Additional input arguments are keepNotFormatted to specify whether not formatted rows should be returned or dropped, and useFormatOrder to define if rows should be sorted as in estimateNameFormat or if the original order should be kept. In the latter scenario, when more than one estimate is pulled together, the new estimate position will be the first of the estimates being merged.

3. formatHeader()

This function helps to create a nice header for a flextable, gt table and other table formatting packages.

To this aim, this function pivots the columns specified in header “widening” the table. The name of the new columns can be formatted with the arguments header, delim, inlcudeHeaderName, and includeHeaderKey to later convert obtain a nice header of the formatted table (flextable or gt table).

Header keys

There are 3 different types of headers, identified with the keys “header”, “header_name”, and “header_level”.

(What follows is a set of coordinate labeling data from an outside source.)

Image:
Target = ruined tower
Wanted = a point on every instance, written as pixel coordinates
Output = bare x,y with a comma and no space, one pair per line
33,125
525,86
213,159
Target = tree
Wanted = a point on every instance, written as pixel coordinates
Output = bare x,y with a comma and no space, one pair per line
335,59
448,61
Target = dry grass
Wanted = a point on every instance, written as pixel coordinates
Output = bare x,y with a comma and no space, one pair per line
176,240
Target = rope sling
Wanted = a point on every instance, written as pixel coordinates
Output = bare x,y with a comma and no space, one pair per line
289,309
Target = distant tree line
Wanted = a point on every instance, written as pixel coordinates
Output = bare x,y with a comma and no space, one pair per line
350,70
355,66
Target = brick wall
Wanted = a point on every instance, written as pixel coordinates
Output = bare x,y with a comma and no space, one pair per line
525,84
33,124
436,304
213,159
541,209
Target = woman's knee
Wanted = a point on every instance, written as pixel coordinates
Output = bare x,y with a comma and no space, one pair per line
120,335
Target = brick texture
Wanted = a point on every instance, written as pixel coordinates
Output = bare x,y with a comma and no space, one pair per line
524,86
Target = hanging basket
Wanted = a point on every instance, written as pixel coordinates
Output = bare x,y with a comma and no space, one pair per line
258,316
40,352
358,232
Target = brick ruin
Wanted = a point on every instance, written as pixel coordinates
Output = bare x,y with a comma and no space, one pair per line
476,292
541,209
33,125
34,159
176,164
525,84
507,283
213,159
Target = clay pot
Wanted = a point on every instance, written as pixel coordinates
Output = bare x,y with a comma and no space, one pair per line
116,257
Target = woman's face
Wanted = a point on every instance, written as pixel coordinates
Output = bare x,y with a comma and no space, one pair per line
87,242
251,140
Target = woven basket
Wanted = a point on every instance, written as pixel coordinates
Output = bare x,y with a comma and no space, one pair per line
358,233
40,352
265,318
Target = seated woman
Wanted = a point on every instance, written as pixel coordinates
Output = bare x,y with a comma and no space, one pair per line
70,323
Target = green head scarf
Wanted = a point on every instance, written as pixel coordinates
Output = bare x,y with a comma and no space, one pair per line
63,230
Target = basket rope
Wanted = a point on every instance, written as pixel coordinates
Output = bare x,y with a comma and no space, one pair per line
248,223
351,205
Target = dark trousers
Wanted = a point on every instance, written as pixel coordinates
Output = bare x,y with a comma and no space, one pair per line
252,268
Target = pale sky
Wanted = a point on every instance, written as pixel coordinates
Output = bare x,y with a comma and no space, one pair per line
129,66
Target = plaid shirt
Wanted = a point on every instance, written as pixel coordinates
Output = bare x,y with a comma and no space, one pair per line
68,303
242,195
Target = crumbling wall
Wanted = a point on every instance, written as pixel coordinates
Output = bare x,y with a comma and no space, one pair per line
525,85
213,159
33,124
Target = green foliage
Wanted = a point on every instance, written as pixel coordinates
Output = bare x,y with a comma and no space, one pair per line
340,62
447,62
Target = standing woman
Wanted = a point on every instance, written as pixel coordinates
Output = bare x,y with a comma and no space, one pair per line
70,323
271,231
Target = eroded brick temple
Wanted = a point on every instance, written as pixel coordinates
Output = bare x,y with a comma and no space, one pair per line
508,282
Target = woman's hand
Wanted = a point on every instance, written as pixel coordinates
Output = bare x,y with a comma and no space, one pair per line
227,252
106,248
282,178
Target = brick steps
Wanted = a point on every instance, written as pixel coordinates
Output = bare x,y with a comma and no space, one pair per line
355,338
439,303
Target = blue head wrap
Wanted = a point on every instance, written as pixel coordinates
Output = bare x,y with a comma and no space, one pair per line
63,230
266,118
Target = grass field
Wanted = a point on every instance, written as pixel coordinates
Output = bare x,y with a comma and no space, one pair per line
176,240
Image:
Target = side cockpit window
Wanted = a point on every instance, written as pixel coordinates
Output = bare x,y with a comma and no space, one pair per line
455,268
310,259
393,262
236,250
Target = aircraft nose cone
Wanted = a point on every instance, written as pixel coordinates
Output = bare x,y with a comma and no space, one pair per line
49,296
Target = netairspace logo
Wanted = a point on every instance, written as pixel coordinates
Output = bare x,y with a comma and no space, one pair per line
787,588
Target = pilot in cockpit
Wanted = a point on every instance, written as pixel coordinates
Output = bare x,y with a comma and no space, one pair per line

For instance, we might want to pivot by “group_level” and have an upper header called “Names of the cohorts”. To do that we would proceed as follows:

mock_sr |>
  formatHeader(
    header = c("Names of the cohorts", "group_level"),
    delim = "\n",
    includeHeaderName = TRUE,
    includeHeaderKey = TRUE
  ) |>
  glimpse()
#> Rows: 36
#> Columns: 16
#> $ result_id                                                                       <int> …
#> $ cdm_name                                                                        <chr> …
#> $ result_type                                                                     <chr> …
#> $ package_name                                                                    <chr> …
#> $ package_version                                                                 <chr> …
#> $ group_name                                                                      <chr> …
#> $ strata_name                                                                     <chr> …
#> $ strata_level                                                                    <chr> …
#> $ variable_name                                                                   <chr> …
#> $ variable_level                                                                  <chr> …
#> $ estimate_name                                                                   <chr> …
#> $ estimate_type                                                                   <chr> …
#> $ additional_name                                                                 <chr> …
#> $ additional_level                                                                <chr> …
#> $ `[header]Names of the cohorts\n[header_name]group_level\n[header_level]cohort1` <chr> …
#> $ `[header]Names of the cohorts\n[header_name]group_level\n[header_level]cohort2` <chr> …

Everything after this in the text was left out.